The Denver Post The federal government continues to behave outrageously in the Indian trust fund case. The federal court overseeing the lawsuit should throw the book at wayward government employees. And the new secretaries of the U.S. Interior and Treasury departments, Gale Norton and Paul O’Neill, should make resolving the accounts a high priority.
A few years ago, the Boulder-based Native American Rights Fund sued the government for mismanaging billions of dollars in assets held in trust for the Indians, including mineral royalties, grazing leases and timber sales.
Despite repeated promises to correct the problems, the case hasn’t been resolved. According to some Indian lawyers and elected officials, the feds even today are shortchanging Indians on payments they’re owed.
The endless delays are maddening enough.
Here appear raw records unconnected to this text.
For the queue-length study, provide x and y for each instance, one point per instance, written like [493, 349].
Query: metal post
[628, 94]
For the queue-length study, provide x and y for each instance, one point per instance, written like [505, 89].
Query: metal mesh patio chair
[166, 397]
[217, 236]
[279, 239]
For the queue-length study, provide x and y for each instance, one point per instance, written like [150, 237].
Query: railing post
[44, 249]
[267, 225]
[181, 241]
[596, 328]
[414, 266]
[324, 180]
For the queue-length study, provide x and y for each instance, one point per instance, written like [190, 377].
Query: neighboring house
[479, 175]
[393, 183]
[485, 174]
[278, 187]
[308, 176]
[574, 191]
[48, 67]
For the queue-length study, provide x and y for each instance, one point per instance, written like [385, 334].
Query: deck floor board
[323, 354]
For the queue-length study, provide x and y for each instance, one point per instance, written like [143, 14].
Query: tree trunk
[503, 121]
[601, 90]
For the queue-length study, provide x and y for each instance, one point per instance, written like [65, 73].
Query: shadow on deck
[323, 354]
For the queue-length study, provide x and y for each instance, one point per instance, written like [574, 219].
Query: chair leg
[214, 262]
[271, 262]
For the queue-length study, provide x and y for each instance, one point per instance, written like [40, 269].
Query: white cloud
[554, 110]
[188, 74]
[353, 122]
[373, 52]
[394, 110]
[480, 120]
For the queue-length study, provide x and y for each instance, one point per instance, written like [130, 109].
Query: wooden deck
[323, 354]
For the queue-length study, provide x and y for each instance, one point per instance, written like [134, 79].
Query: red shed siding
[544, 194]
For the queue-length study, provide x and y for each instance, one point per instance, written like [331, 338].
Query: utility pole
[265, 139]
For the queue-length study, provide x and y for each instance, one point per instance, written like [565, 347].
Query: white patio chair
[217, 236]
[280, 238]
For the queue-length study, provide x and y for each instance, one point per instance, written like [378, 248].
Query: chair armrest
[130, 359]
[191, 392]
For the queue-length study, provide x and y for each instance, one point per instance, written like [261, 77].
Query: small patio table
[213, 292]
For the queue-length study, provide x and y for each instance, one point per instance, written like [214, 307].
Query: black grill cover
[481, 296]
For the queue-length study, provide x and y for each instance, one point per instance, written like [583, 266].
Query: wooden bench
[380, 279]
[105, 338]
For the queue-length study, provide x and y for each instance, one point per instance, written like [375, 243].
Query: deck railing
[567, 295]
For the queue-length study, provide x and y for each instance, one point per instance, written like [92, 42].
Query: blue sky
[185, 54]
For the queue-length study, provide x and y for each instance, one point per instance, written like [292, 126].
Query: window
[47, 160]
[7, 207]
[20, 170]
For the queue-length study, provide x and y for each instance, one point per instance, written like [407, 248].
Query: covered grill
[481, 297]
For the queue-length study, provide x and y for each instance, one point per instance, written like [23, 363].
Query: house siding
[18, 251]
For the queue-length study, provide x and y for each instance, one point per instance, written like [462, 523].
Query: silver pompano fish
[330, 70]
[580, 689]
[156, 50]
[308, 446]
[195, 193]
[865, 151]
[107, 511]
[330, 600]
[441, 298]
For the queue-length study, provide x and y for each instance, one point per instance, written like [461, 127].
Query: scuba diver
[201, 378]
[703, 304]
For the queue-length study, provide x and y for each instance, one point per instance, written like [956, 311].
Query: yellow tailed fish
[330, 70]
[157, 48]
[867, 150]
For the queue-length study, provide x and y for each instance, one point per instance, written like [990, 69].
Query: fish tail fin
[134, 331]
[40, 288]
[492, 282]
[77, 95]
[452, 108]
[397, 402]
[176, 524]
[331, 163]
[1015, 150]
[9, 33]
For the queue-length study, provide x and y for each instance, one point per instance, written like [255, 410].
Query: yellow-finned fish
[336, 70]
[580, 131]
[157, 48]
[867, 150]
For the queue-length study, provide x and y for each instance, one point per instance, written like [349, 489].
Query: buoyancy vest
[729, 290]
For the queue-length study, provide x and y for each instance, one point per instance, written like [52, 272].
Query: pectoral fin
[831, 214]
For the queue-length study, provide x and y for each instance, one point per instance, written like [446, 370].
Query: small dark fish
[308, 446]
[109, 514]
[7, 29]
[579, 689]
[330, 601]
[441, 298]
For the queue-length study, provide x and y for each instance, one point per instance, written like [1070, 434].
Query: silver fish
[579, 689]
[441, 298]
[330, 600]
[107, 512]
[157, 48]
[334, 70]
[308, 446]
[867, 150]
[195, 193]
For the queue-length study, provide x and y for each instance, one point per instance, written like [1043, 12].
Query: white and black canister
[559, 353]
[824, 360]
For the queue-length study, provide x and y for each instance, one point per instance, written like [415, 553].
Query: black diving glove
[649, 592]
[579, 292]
But there also have been repeated, disturbing instances of government employees shredding, losing or discarding potentially important documents. The most recent to come to light: a 1999 episode involving the destruction of at least one box of documents stored at the Federal Reserve Bank in Denver.
A single episode of document destruction might be chalked up to incompetence or low-level workers not following instructions.
But the recurring problem seriously undercuts the government’s claim that it wants to resolve the case in a fair and just manner. If the many lost documents can’t be found, it will be far more difficult for the Indians to reconstruct the paper trail to learn how much they are owed and by whom.
Former U.S. Interior Secretary Bruce Babbitt, Bureau of Indian Affairs director Kevin Gover and Treasury chief Robert Rubin seemed vexed and baffled by their inability to keep their subordinates from ignoring or subverting instructions from the federal court. While Interior and the BIA are directly in charge of Indian matters, Treasury is responsible for making correct trust fund payments.
The Bush administration didn’t create the mess – in fact its roots reach back over a century. But it is now up to the Bush team to sort out the mess and make the bureaucracy obey both court orders and federal statutes.
Norton and O’Neill might gain credibility with both U.S. District Judge Royce Lamberth, who is supervising the case, and with the Indian tribes, if they honestly said: We don’t know exactly what has happened, or why, but we darn sure intend to find out.
And then they must make good on that promise.